I’m at an Inn in Vermont trying to think of something to write. I’m up here with my fraternity friends. I’m sitting in my room while they’re putting their children to bed. It’s not an easy task and I respect that they have to do it every night.
I remember having to go to bed as a kid. I resented it because, like all children going to bed at a reasonable time, I wasn’t tired. I wanted to stay up because clearly something incredibly cool was about to happen and I was going to miss it.
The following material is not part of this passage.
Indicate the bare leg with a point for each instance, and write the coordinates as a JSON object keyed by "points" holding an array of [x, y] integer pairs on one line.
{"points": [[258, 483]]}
My parents didn’t entertain much when I was a kid but I do remember one party being held at our house that went on until adult hours. I had to go to bed but I remember the muffled adult voices downstairs. I had no idea what they were talking about but it must have been amazing adult things. I kept sneaking out of my room to sit at the top of the stairs to watch and listen. My mother kept catching me and putting me back to bed.
Now I’m the adult at that party. I’m the muffled voice rising through the floorboards to children who should be asleep.
I remember going to Lake Harmony in the Poconos for my annual summer trip with my cousins. I always wanted to stay up late then. All five of us did. It was the one time a year that I had family my age around. My great aunt Nena did something when it was time for bed that always confounded me as a kid. She always used to say, “I think it’s time for Lily White’s Party.”
It was an old expression I assume meant going to sleep on white sheets. But it had the word “party” in it and that always gave me this false sense of hope. “Okay, wait, I know it’s bed time. We have to go to bed. And I’m pretty sure that’s an expression. But, still, she said ‘party.’ You all heard her. So, I’m thinking – hear me out here – that there’s a slight chance we’re having a party.”
There was never a party. God I hated that expression.